Configuring the Analytics server

Use the following guidelines to configure your Analytics server(s) for optimum performance with Relativity.

This page contains the following sections:

Memory requirements

Analytics indexing

Server memory is the most important component in building an Analytics index. The more memory your server has, the larger the data sets that can be indexed without significant memory paging. Insufficient memory will slow down index build performance.

The following factors affect RAM consumption during indexing:

  • Number of documents in the training set
  • Number of documents in the searchable set
  • Number of unique words across all the documents in the data set being indexed
  • Total mean document size (as measured in unique words)

Use the following equation to estimate how much free RAM is needed to complete an index build:

(Number of Training Documents) * 6000 = Amount of RAM needed in bytes

An easy way to remember this equation is that every 1 Million training documents in the index require 6 GB of free RAM. The equation is based upon the average document set in Relativity. If your data set has more unique terms than an average data set, more RAM will be required to build. We recommend accounting for slightly more RAM than the equation estimates.

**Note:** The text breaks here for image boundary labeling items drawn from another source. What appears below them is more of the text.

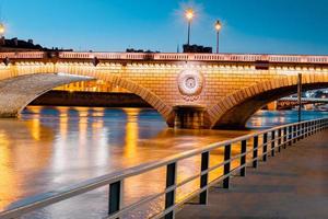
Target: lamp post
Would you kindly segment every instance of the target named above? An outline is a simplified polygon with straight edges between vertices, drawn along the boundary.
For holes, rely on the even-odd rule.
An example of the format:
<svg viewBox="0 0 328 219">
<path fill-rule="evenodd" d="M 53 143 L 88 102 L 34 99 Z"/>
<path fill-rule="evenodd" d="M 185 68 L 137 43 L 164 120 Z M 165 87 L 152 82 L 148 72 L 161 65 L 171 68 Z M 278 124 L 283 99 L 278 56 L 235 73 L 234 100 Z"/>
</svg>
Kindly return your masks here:
<svg viewBox="0 0 328 219">
<path fill-rule="evenodd" d="M 215 27 L 215 31 L 216 31 L 216 54 L 219 54 L 219 34 L 220 34 L 220 31 L 222 28 L 222 24 L 219 20 L 215 22 L 214 27 Z"/>
<path fill-rule="evenodd" d="M 0 23 L 0 36 L 3 36 L 4 32 L 5 32 L 5 26 L 3 23 Z"/>
<path fill-rule="evenodd" d="M 190 45 L 190 26 L 191 26 L 191 21 L 195 16 L 194 10 L 192 9 L 187 9 L 185 12 L 185 16 L 188 21 L 188 41 L 187 41 L 187 45 Z"/>
</svg>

For information on performance baselines for Analytics indexing and other features, see Performance baselines and recommendations.

Structured analytics

To run structured analytics, the Analytics server can require substantial server resources. The structured analytics features are run by the Java process, as well as PostgreSQL. One of the most important components of ensuring a successful structured analytics operation is ensuring that Java has access to a sufficient amount of RAM. The following equation may be used to estimate how much RAM will be required for a given structured analytics set:

(Number of Documents) * 6000 = Amount of JVM needed in bytes

An easy way to remember this equation is that every 1 million documents in the set require about 6 GB of RAM for the Java process. If your data set is comprised of very long documents, it may require more JVM. If it is comprised of very small documents, then you may not need as much JVM. If Java does not have sufficient memory to complete a structured analytics operation, it is not often that you will receive an OOM error. More often Java will heap dump and garbage collect endlessly without ever successfully completing the operation. This equation is a good starting point so that these types of problems do not occur. See the section Java heap size (JVM) for information on how to configure JVM.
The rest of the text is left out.